A bell tinkled as she pulled the glass door open. “So if you need somebody to talk about, you can talk about me. There’s enough meat on that bone for you to chew on for weeks, I’m sure. But give her a rest.”
CHAPTER
11
Courage is going from failure to failure without losing enthusiasm.
—Winston Churchill
And this is your room.” Wiley walked through the open doorway to the screened-in porch.
JB looked around the box in his arms, careful that he didn’t trip over the step down. Added as a pleasant haven from bugs on warm summer evenings, the porch did double duty as a storage room. Bicycles leaned against the house, mud boots and discarded outdoor shoes lined up next to the step. Opaque storage containers marched alo
ng the knee-high outside perimeter, screens stretched above them to the sloping ceiling. Two plastic webbed lawn chairs faced the yard, a scarred white table between them. Tucked against the wall to his right sat a narrow fold-down cot, made up neatly with a faded patchwork quilt.
Wiley set his box in a corner and dusted his hands. “It’s not much, I know, but we used the spare bedroom for the baby.”
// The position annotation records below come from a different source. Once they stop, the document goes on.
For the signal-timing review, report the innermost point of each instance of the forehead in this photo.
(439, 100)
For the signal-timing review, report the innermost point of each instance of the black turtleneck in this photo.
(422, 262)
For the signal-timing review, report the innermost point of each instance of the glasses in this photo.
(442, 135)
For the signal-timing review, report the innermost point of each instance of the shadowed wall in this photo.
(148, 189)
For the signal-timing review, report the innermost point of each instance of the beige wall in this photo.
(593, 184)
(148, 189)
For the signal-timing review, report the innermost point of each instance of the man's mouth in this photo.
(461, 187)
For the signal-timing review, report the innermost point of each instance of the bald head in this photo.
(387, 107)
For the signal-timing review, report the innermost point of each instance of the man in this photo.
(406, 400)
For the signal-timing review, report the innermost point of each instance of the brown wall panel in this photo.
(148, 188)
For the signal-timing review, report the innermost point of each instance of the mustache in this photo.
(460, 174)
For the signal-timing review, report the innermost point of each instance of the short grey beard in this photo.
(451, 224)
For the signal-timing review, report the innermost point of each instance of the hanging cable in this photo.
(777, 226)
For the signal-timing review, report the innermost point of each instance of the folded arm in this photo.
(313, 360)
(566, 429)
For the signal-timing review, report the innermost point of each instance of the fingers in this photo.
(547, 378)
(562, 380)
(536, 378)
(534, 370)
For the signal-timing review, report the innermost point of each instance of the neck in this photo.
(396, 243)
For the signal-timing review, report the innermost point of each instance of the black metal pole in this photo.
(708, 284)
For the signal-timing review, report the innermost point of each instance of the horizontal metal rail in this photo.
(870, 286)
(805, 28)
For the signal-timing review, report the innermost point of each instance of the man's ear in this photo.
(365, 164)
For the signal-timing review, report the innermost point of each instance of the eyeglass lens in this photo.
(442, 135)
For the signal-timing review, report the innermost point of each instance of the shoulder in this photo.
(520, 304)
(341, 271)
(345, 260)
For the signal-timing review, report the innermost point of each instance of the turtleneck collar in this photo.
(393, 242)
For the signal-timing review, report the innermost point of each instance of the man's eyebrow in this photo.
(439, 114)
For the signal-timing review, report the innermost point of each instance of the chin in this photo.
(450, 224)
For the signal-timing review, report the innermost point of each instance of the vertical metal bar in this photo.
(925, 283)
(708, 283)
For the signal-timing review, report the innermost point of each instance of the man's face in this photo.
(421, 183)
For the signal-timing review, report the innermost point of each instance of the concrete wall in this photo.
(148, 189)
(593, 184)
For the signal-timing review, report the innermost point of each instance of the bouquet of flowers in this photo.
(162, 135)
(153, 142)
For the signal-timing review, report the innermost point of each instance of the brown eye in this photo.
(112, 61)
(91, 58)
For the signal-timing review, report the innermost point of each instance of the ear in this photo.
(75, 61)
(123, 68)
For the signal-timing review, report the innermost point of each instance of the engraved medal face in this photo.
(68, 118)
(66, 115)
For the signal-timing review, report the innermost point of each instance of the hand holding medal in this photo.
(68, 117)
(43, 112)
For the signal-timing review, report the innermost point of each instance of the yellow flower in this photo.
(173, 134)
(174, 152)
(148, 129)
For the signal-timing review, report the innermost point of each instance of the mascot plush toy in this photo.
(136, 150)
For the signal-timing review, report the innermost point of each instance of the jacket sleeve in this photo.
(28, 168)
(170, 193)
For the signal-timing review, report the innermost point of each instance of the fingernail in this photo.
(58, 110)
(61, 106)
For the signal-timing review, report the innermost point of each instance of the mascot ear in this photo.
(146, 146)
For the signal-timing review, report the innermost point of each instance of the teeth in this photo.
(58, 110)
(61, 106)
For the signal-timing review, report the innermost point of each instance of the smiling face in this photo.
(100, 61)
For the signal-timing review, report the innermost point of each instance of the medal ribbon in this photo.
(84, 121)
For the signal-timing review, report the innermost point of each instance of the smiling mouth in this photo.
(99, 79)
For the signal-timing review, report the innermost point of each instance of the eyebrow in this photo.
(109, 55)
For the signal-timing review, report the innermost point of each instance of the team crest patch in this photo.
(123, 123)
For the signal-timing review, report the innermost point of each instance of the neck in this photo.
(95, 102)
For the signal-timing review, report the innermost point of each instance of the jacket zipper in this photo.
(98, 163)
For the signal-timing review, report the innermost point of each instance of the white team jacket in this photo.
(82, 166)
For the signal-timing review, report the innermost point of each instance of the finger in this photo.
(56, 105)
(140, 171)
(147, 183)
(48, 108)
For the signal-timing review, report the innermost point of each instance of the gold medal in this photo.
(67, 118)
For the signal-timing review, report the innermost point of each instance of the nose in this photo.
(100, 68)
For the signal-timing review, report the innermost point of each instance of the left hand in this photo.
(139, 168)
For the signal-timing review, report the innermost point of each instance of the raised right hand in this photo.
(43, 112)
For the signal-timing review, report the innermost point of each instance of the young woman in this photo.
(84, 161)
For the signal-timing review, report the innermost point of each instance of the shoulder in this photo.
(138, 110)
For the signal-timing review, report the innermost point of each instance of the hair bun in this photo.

JB dropped his box of clothes on the bed. “Are you kidding? With the pretty summer we’ve got, you’re going to want to trade rooms with me.” He crossed the patio bricks, hand extended. “I’m sorry as hell to barge in on you like this, partner. It happened so fast.” He let the lame excuse dangle.
“You’re welcome for as long as you want to stay, JB. We’re proud to have you.” Wiley’s firm grip underscored the welcome. He turned his head at a muffled infant’s cry from the back of the house. “Well, there’s the dinner bell. Why don’t you wash up? We’ll bring in the rest of the boxes after we eat.”
Ten minutes later, JB stood beside a chair at the plastic-tablecloth-clad dining room table.
When Dana bustled in, put a plate of biscuits on the table, and sat, JB pulled out his chair and did the same.
“Sorry for the informality, but here lately, if it’s not easy to clean up, it’s put up.” Dana smiled. Her husband deftly avoided his son’s grasping hands to fasten a bib around his neck.
JB had met Dana before but had always found her a bit different: an owl in a henhouse. A tiny thing, with short spiked hair and an athlete’s body, she owned the local gym and training center in town. The gym made good money, so when they decided to start a family, Wiley offered to be Mr. Mom, staying home with the baby during the day, traveling weekends to PBR events. It seemed odd to JB, but Wiley appeared content.
Dana filled two bowls with steaming stew, then passed the dish to him. Wiley waved a spoonful of orange goop in front of the baby. “Come on, Monty, you know you love this repulsive stuff.”